An Unseemly Caesarism

If you occasionally consult U.S.-based media for news and information, it's astonishing the extent to which the coverage is dominated by the eternal presidential campaign underway there. For more than a year, with more than nine months to go until the election, Topic A has been the horserace between this and that candidate, or dissecting the consequences of the innumerable “debates” organised by legacy media among condenders for the office.

What the heck is going on here? Karl Hess, in his Playboy interview in July 1976 (I'm paraphrasing from memory because I don't have the magazine and can't find a transcript online—should any of you folks who have one in the attic [I know, you only bought it for the fiction and articles about cars], please send me a scan so I can get this right), “If I were walking down Pennsylvania Avenue and suddenly wondered, ‘God damn! Should we go to war with Denmark?’ then I might want to talk to the president of the United States. Otherwise, why should the president have anything to do with my life?”

Indeed…. Why, in a civil society, where the myriad voluntary interactions among citizens form its foundation, should the choice of an executive charged solely with administering laws and commanding armed forces used only in external conflicts occupy such mind share among such a large population (or at least be assumed to, or promoted as such by the legacy media aimed at them)?

And this obsession doesn't stop at the porous borders of the United States. Here in Europe, we're constantly bombarded with news of the latest ups and downs in the race to select the next Leader of the Free World (which still, thankfully, elicits chuckles and the occasional guffaw among European audiences).

What explains this total obsession with the choice of a person to occupy an office which is constitutionally charged only with commanding the armed forces and executing laws enacted by the legislative branch of government? I'd call it Cæsarism, and it's unseemly and unworthy of a republic.

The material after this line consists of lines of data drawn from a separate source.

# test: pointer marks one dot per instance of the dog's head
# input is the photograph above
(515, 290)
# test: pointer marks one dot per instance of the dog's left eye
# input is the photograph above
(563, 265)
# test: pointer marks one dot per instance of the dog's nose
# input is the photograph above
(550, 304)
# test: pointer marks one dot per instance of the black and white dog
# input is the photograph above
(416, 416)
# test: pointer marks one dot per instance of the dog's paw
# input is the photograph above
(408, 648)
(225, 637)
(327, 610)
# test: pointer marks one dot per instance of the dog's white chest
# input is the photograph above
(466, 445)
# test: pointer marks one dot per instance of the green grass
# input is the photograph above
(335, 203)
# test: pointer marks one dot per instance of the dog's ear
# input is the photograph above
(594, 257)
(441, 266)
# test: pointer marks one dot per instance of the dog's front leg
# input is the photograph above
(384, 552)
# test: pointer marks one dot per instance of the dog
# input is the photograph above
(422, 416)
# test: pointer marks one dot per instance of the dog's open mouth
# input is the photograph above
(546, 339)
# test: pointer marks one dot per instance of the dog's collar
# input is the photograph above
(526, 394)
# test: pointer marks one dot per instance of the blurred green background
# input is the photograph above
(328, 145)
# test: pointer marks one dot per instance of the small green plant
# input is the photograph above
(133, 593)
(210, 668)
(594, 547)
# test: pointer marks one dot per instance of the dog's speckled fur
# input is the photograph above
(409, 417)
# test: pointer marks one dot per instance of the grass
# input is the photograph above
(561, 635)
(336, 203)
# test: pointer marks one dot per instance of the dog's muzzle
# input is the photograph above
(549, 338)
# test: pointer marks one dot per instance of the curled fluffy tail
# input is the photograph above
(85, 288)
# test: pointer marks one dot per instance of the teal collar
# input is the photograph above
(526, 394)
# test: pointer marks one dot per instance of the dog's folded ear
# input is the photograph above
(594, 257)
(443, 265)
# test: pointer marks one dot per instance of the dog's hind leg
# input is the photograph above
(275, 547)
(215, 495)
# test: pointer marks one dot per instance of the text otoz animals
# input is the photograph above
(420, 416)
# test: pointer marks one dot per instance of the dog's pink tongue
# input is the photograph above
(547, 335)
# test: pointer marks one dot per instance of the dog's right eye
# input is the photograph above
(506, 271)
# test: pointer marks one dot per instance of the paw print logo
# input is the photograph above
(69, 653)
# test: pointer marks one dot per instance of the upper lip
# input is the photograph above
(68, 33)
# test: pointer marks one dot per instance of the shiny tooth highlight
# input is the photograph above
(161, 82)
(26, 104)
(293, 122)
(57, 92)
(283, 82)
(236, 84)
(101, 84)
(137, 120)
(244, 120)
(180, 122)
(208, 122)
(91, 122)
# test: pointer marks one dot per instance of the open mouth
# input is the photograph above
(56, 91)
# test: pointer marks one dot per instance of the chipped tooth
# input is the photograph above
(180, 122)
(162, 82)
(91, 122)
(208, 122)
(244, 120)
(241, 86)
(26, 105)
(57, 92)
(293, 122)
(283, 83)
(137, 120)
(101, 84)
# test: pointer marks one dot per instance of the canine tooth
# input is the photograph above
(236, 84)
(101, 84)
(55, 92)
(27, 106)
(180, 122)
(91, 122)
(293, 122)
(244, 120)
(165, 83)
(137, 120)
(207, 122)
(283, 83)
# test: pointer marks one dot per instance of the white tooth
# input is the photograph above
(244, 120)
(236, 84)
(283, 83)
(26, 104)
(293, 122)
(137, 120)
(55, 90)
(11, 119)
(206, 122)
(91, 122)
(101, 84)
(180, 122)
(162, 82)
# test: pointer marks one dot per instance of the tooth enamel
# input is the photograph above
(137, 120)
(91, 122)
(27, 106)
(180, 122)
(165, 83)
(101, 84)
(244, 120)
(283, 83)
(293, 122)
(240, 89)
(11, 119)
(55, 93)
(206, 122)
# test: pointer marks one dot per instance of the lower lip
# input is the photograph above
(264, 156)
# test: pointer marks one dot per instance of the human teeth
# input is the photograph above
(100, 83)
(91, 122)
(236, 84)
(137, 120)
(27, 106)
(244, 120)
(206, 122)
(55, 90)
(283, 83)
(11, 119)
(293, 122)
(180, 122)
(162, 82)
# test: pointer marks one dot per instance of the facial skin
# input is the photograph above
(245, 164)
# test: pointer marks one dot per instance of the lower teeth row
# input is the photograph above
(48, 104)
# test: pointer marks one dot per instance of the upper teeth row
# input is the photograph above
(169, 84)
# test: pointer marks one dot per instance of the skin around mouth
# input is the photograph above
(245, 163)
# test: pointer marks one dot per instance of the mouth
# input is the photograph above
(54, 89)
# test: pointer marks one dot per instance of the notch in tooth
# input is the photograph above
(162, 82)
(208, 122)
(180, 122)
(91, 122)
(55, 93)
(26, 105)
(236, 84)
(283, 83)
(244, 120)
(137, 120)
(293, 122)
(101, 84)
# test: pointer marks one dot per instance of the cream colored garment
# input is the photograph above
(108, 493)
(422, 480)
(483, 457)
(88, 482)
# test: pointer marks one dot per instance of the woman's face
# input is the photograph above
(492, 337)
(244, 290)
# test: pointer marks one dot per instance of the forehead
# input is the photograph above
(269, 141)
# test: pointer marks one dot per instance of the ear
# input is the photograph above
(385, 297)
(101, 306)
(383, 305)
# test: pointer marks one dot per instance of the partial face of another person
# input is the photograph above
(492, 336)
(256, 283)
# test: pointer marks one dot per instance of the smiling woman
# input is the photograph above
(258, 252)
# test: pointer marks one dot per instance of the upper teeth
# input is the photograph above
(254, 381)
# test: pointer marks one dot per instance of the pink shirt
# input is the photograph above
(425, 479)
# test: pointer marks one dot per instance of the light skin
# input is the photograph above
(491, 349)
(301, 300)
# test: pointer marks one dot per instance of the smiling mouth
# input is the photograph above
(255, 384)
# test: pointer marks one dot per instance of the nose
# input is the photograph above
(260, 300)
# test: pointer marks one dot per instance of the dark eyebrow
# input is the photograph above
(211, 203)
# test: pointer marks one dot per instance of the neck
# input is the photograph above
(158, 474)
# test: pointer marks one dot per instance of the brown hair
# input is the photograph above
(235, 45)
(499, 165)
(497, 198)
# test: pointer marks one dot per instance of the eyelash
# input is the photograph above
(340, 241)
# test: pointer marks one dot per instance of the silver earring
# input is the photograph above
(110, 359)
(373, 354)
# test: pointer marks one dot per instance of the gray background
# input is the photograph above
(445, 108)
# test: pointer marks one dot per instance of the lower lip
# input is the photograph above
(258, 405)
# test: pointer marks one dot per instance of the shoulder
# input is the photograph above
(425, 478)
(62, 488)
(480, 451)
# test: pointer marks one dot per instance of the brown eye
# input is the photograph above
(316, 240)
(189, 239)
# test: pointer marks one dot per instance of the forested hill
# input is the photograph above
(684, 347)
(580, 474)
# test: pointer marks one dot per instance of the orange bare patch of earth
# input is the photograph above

The Roman Republic prided itself, over more than four centuries of history, of having no need of kings—indeed, any magistrate who pretended to authority beyond his mandate was reproached for seeking powers unbefitting a Roman citizen. And yet, within a few Cæsars after Julius and Augustus, the entire focus of Rome was on “who shall be Cæsar” and what shall he do to or for us. Such are the wages of empire. Nobody seems to have asked, “Gee, we got along just fine for 450 years without any Cæsars at all (albeit the odd dictator). Why, exactly, does it matter now who we choose to pick our pockets and send us off to die in foreign wars?”

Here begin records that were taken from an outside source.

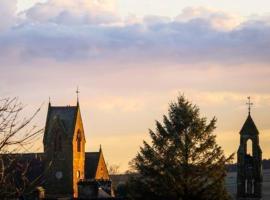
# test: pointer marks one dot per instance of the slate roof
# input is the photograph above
(249, 127)
(65, 115)
(91, 164)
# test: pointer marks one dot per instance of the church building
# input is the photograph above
(65, 168)
(249, 162)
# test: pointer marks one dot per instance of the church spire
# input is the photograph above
(77, 92)
(49, 101)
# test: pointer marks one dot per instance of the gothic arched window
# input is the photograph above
(78, 140)
(249, 147)
(58, 142)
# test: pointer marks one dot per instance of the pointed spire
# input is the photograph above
(77, 92)
(49, 101)
(100, 148)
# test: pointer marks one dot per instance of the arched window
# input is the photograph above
(78, 140)
(249, 147)
(58, 142)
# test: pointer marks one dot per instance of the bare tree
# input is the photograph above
(16, 134)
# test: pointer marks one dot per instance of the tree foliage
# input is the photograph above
(183, 161)
(16, 135)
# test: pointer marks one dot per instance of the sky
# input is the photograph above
(131, 58)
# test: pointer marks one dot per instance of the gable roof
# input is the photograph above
(65, 115)
(249, 127)
(91, 164)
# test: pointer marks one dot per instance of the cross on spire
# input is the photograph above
(249, 103)
(77, 92)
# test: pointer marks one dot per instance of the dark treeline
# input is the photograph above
(233, 167)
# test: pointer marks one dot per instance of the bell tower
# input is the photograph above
(249, 161)
(64, 151)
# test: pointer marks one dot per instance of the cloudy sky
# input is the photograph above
(130, 58)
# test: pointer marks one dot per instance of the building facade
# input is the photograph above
(249, 162)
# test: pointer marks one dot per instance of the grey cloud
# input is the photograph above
(154, 39)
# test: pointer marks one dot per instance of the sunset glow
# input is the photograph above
(130, 58)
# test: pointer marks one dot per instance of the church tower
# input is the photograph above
(64, 151)
(249, 161)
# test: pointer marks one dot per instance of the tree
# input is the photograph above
(15, 136)
(183, 161)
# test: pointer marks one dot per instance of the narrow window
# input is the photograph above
(79, 138)
(58, 142)
(249, 148)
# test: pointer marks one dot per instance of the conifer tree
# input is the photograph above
(183, 162)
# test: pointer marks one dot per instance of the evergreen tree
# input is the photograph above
(183, 162)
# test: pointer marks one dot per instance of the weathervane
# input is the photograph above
(249, 103)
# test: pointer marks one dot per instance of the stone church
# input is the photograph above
(65, 165)
(249, 164)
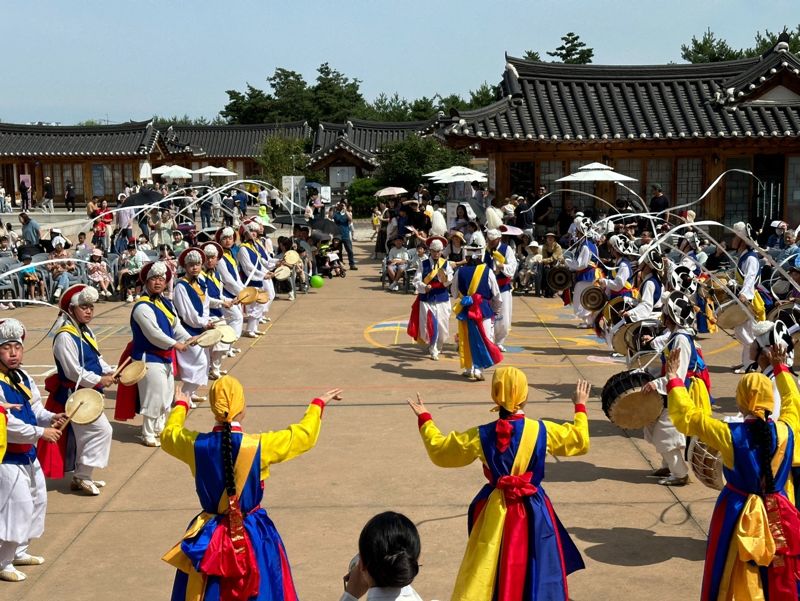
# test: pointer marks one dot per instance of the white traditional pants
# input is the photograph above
(502, 321)
(156, 391)
(580, 312)
(669, 443)
(92, 446)
(23, 504)
(440, 312)
(744, 334)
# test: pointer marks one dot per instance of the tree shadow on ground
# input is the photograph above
(569, 470)
(637, 546)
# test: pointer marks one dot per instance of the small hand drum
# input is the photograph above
(593, 298)
(559, 278)
(87, 404)
(133, 373)
(626, 405)
(732, 314)
(227, 334)
(248, 295)
(706, 464)
(282, 273)
(209, 338)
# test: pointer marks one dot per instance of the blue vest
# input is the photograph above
(19, 454)
(143, 349)
(213, 290)
(438, 293)
(232, 270)
(252, 254)
(465, 277)
(503, 281)
(657, 288)
(587, 274)
(197, 303)
(90, 360)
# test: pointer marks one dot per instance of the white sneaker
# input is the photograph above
(12, 574)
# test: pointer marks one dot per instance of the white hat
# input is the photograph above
(11, 330)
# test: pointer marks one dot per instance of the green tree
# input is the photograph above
(709, 49)
(361, 194)
(573, 51)
(281, 156)
(403, 163)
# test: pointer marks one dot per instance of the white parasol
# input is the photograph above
(596, 172)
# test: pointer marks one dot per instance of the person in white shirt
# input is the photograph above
(396, 262)
(387, 561)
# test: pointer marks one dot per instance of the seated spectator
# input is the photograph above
(387, 560)
(82, 244)
(61, 270)
(178, 242)
(396, 262)
(130, 264)
(32, 281)
(97, 273)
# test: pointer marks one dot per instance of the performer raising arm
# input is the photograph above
(497, 562)
(232, 550)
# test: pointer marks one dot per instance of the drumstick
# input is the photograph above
(70, 416)
(121, 366)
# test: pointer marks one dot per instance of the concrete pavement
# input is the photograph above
(639, 540)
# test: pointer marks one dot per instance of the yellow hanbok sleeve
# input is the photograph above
(457, 449)
(691, 420)
(3, 434)
(293, 441)
(568, 439)
(177, 440)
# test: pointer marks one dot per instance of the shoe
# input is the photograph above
(87, 486)
(12, 574)
(674, 481)
(28, 560)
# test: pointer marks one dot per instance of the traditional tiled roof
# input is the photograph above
(137, 138)
(557, 102)
(363, 139)
(229, 141)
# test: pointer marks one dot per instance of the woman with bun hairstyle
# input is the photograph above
(387, 560)
(231, 550)
(517, 549)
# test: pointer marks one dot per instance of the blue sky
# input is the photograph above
(70, 60)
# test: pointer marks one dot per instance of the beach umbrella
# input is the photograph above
(596, 172)
(391, 191)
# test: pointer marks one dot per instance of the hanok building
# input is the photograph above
(678, 125)
(351, 149)
(99, 160)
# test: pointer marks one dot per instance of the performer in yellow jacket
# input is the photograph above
(753, 548)
(232, 550)
(518, 548)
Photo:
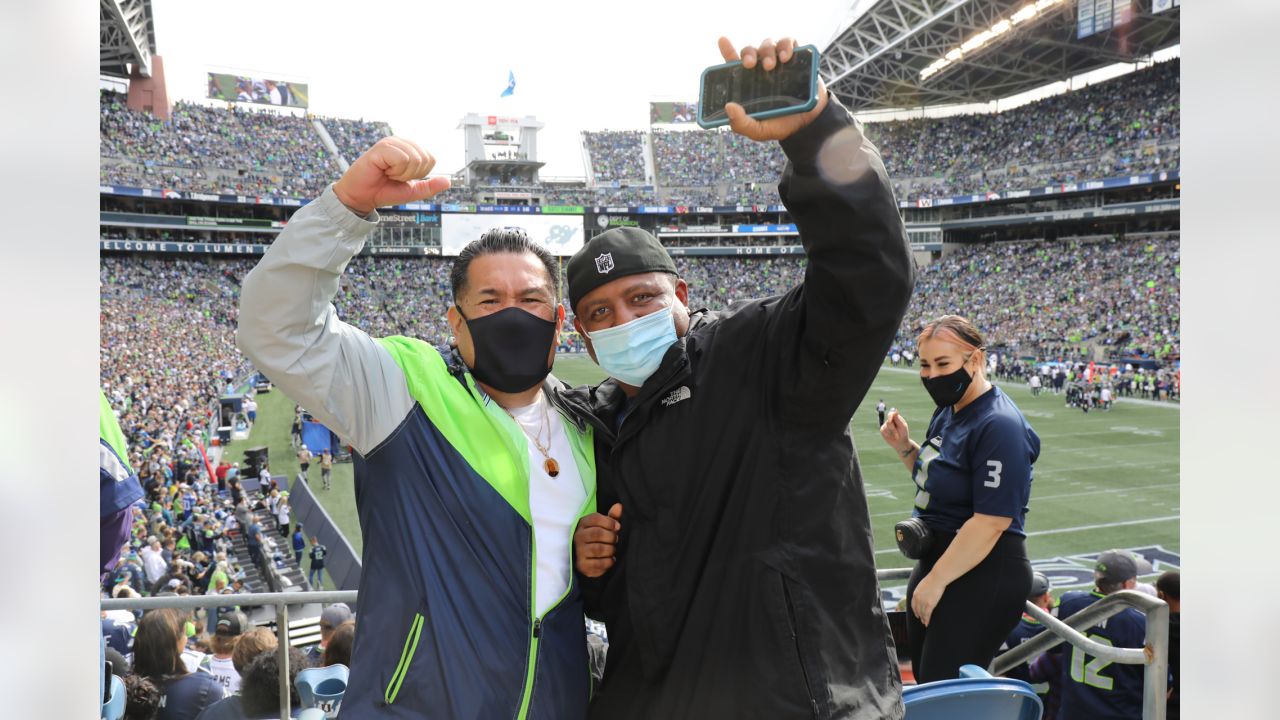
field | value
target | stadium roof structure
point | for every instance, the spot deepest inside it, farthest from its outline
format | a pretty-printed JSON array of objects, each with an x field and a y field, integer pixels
[
  {"x": 127, "y": 37},
  {"x": 881, "y": 59}
]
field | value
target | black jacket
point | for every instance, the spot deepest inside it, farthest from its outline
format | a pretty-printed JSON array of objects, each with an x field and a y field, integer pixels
[{"x": 745, "y": 584}]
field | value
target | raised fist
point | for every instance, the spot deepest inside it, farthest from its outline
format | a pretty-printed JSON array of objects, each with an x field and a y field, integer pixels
[{"x": 392, "y": 172}]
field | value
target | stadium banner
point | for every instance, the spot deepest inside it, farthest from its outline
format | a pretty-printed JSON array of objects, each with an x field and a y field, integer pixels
[
  {"x": 1083, "y": 18},
  {"x": 183, "y": 247},
  {"x": 259, "y": 91},
  {"x": 672, "y": 113},
  {"x": 241, "y": 247},
  {"x": 200, "y": 220},
  {"x": 755, "y": 250},
  {"x": 1106, "y": 183},
  {"x": 560, "y": 235}
]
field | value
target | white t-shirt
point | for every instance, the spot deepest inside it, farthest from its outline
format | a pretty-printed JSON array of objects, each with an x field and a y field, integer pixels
[
  {"x": 553, "y": 502},
  {"x": 224, "y": 671}
]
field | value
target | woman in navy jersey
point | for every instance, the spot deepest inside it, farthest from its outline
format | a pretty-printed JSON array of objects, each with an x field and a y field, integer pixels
[{"x": 973, "y": 477}]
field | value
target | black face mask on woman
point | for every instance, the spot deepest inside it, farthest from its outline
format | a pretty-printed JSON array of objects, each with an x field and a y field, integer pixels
[
  {"x": 511, "y": 349},
  {"x": 947, "y": 390}
]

I'd suggest the Cæsarism evident in the coverage of the United States presidential contest is evidence of the transition from republic to empire there, and its prominence in the press around the world due to the influence of that loose cannon, tottering debt pyramid imperium upon the well-being of those of us who would rather just be left alone.

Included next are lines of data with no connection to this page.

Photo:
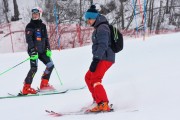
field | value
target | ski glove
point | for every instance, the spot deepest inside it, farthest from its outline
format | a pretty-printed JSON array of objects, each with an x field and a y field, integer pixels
[
  {"x": 48, "y": 53},
  {"x": 33, "y": 54},
  {"x": 94, "y": 64}
]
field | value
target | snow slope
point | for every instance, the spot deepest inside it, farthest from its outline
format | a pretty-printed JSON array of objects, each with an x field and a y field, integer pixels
[{"x": 145, "y": 77}]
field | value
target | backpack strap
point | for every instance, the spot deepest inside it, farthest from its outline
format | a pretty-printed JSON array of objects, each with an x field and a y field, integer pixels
[{"x": 106, "y": 22}]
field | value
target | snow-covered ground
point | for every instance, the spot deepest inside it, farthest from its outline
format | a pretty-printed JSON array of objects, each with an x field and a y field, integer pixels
[{"x": 145, "y": 77}]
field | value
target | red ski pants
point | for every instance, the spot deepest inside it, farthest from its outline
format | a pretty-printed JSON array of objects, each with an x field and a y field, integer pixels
[{"x": 94, "y": 79}]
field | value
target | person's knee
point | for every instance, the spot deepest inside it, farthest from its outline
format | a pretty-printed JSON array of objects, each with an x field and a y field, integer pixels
[
  {"x": 34, "y": 69},
  {"x": 50, "y": 65}
]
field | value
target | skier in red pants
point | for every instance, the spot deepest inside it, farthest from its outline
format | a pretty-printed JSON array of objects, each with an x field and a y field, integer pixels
[{"x": 103, "y": 58}]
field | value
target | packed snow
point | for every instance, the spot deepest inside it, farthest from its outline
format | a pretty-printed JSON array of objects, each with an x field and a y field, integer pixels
[{"x": 143, "y": 84}]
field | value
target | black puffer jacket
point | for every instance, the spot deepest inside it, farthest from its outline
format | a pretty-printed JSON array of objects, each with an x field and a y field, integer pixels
[{"x": 36, "y": 36}]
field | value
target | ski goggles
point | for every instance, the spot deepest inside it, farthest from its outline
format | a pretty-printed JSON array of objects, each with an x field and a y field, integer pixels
[{"x": 35, "y": 11}]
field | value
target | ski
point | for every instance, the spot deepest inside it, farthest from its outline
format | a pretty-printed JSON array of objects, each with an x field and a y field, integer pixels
[
  {"x": 40, "y": 93},
  {"x": 20, "y": 95},
  {"x": 80, "y": 112}
]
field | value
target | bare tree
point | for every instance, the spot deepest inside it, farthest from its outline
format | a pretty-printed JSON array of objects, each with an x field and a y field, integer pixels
[
  {"x": 16, "y": 12},
  {"x": 159, "y": 18}
]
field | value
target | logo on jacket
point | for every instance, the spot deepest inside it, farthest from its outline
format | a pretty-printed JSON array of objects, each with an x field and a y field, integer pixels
[{"x": 38, "y": 35}]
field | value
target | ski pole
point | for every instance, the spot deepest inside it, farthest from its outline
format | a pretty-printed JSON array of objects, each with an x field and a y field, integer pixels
[
  {"x": 57, "y": 74},
  {"x": 14, "y": 66}
]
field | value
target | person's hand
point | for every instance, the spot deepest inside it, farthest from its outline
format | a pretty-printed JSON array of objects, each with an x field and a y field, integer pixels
[
  {"x": 94, "y": 64},
  {"x": 33, "y": 54}
]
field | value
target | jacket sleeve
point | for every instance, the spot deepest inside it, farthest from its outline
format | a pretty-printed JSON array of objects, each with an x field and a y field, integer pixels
[
  {"x": 102, "y": 37},
  {"x": 29, "y": 37},
  {"x": 46, "y": 39}
]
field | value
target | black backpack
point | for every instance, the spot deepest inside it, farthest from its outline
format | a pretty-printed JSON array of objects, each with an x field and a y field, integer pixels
[{"x": 116, "y": 38}]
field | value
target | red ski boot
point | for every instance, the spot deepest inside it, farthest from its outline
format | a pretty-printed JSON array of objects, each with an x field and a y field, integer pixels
[
  {"x": 45, "y": 86},
  {"x": 28, "y": 90}
]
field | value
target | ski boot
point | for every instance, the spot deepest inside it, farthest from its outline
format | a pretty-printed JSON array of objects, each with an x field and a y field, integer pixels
[
  {"x": 45, "y": 86},
  {"x": 103, "y": 106},
  {"x": 28, "y": 90}
]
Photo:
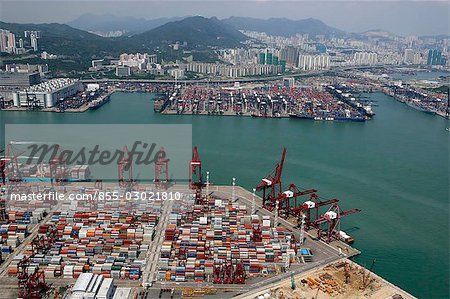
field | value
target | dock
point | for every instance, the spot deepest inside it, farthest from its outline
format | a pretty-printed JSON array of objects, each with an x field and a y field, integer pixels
[{"x": 237, "y": 197}]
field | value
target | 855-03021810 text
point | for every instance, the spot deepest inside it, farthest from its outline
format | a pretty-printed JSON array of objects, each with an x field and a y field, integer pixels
[{"x": 97, "y": 195}]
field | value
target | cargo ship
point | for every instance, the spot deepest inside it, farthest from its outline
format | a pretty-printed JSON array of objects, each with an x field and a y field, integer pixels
[
  {"x": 356, "y": 118},
  {"x": 41, "y": 173},
  {"x": 95, "y": 104}
]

Now maybe I've been spending too much time with Gibbon and Suetonius, but it seems to me that this obsession with the person at the top of the pyramid is not just unseemly but dangerous—it's corrosive of republican virtue in favour of worship of authority, and that always ends badly. Does a country of nearly a third of a billion people confronted with a multitude of challenges seriously believe that the choice of a single person to “lead them” is the most important question they face, to the exclusion of a multitude of policy issues in trade, taxes, energy, immigration, culture, demographics, and others which, under their constitution, should be addressed by their elected legislative representatives at the local, state, and federal levels? If so, I pity them.

Perhaps if the American electorate really wishes to be ruled, they should vote for the one candidate who promises that without any ambiguity!